Differentials: Monoarticular Arthritis

Ascertain inflammation (arthritis) is present by eliciting pain on joint motion.

Differentials:
1. Trauma
2. Gout - Recurrent attacks, rapid response, e.g. to colchicine, and tophi are clues, as well as favored sites such as 1st MTPJ (less common sites: ankles, knees, wrist, olecranon bursa)
3. OA - Monoarticular arthritis usually occurs as a flare-up of longstanding OA. Look for crepitus within the range of motion.
4. Pseudogout
5. Septic arthritis - fevers, chills, joint pain that is progressive, throbbing, and severe. Hot/tender joint to touch.

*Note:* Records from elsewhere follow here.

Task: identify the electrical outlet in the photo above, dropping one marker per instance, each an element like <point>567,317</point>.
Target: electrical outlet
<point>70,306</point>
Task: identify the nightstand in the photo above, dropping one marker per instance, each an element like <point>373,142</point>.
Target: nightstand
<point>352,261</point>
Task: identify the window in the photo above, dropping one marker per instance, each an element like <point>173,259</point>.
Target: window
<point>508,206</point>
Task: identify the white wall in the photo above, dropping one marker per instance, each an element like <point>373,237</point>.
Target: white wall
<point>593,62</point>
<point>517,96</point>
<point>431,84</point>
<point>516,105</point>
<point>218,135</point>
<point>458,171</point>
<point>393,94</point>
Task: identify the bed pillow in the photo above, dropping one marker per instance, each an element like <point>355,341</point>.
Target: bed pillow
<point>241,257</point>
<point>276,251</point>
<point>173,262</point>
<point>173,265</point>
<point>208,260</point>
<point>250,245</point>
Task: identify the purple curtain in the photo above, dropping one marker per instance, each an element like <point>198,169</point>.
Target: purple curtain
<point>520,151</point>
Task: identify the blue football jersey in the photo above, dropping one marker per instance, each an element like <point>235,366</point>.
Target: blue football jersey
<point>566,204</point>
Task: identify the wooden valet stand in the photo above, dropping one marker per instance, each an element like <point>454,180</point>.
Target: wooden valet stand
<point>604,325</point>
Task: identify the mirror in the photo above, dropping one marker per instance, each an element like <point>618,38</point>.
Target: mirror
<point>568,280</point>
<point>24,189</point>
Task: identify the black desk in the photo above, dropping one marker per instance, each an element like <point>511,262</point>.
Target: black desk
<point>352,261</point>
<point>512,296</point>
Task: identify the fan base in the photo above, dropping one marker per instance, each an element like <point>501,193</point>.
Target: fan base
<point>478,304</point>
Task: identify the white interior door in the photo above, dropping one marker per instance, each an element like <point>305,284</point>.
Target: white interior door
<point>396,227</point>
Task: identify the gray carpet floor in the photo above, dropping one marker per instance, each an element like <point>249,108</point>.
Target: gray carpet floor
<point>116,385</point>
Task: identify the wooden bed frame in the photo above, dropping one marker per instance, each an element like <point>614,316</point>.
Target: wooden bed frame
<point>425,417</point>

6. Septic bursitis - Think of this when cellulitis is present, e.g. prepatellar or olecranon bursa, with normal join motion. Accompanied by fever, w/w/o lymphangitis.
7. Lyme disease - Recent travel, flu-like illness, fever, arthralgias, expanding annular red rash with clear center (target lesion; erythema migrans) preceding arthritis by days-months.
8. Gonococcal arthritis - Sexually active adult. Initial phase of fever, polyarthralgia, tenosynovitis, and pustular or necrotic skin lesions is followed by a septic joint. Urethritis or cervicitis (w/w/o purulent discharge) may be present.
9. Avascular necrosis - Consider this in patients on steroids, or where air/fat/nitrogen embolism may be present.
10. Presentation of a polyarticular disease - RA, AnkSpon, Reiter/s (+- urethritis), psoriatic, IBD, and sarcoidosis. If migrating polyarticular, think of rheumatic fever (Group A streptococcus).
11. Bleeding disorder - Consider if hemarthrosis is suspected.